Type and amount of salts and surfactants can

control the lag time of drug release by changing the

solubility of this polymer. The influence of both

could be explained by lowering the critical point

solution temperature (LCST) or inverse phase

transition temperature of the polymer. As the

temperature increases beyond the LCST, polymer

become insoluble and phase separation occurs.

Below this temperature, the polymer is soluble in

aqueous media and the polymer chains are

extended and surrounded by water.[8]

E) pH controlled release : A delayed release

system using enteric polymers as a coating can

provide site-specific drug delivery especially for

colon.
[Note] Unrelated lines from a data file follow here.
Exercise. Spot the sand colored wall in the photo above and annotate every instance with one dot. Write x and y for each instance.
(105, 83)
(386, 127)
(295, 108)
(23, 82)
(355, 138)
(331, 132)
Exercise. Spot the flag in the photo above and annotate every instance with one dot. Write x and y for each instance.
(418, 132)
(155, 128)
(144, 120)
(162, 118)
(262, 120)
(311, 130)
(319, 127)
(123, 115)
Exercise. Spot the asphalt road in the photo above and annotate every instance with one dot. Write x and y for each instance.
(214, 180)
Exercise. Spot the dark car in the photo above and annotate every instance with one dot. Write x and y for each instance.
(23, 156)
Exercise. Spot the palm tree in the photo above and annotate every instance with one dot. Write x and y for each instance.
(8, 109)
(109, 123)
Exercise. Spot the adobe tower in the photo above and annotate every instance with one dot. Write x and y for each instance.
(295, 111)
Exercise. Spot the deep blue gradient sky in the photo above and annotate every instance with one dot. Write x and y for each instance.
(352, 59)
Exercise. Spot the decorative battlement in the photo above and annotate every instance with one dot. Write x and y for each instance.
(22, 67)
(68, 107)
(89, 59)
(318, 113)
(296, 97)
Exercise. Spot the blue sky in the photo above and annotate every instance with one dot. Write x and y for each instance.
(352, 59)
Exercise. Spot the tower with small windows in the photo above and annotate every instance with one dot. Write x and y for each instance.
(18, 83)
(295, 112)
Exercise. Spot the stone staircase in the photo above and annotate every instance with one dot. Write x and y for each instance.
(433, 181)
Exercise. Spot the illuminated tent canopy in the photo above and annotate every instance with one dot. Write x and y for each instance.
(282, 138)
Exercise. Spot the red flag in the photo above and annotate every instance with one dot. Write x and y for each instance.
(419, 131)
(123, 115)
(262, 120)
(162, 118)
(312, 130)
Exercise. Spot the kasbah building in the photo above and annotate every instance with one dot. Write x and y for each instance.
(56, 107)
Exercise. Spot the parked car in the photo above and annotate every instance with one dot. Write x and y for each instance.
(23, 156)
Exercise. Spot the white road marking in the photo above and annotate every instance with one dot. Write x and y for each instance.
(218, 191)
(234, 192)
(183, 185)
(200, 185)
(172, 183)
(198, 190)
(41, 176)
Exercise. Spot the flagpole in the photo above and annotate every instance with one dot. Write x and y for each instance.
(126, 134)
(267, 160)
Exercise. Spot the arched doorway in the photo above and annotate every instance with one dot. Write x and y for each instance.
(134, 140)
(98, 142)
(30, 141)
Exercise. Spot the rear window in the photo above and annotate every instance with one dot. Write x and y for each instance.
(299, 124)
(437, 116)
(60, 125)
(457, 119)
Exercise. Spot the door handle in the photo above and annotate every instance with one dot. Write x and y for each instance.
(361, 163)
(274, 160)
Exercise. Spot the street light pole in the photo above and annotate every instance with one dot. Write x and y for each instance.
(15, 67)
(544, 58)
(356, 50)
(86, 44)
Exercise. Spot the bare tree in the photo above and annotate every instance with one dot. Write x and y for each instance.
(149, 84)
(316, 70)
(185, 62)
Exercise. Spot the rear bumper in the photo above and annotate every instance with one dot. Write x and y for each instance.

This system has attracted a great interest for

the local treatment of a variety of bowel diseases

and for improving systemic absorption of

therapeutic agents susceptible to enzyme digestion

in the upper gastrointestinal (GI) tract, while time

controlled release can not achieve owing to large

variations in gastric emptying time. Fukui et al.

(2001a) have prepared the compression-coated

tablets of diltiazem hydrochloride intended for the

colon targeting[.9]

.

F) Microbial controlled release: A delayed release

system may be aimed for colon drug targeting. This

system is based on the degradation of the

polymeric compression-coat by specific enzymes

produced by entero-bacteria in the colon.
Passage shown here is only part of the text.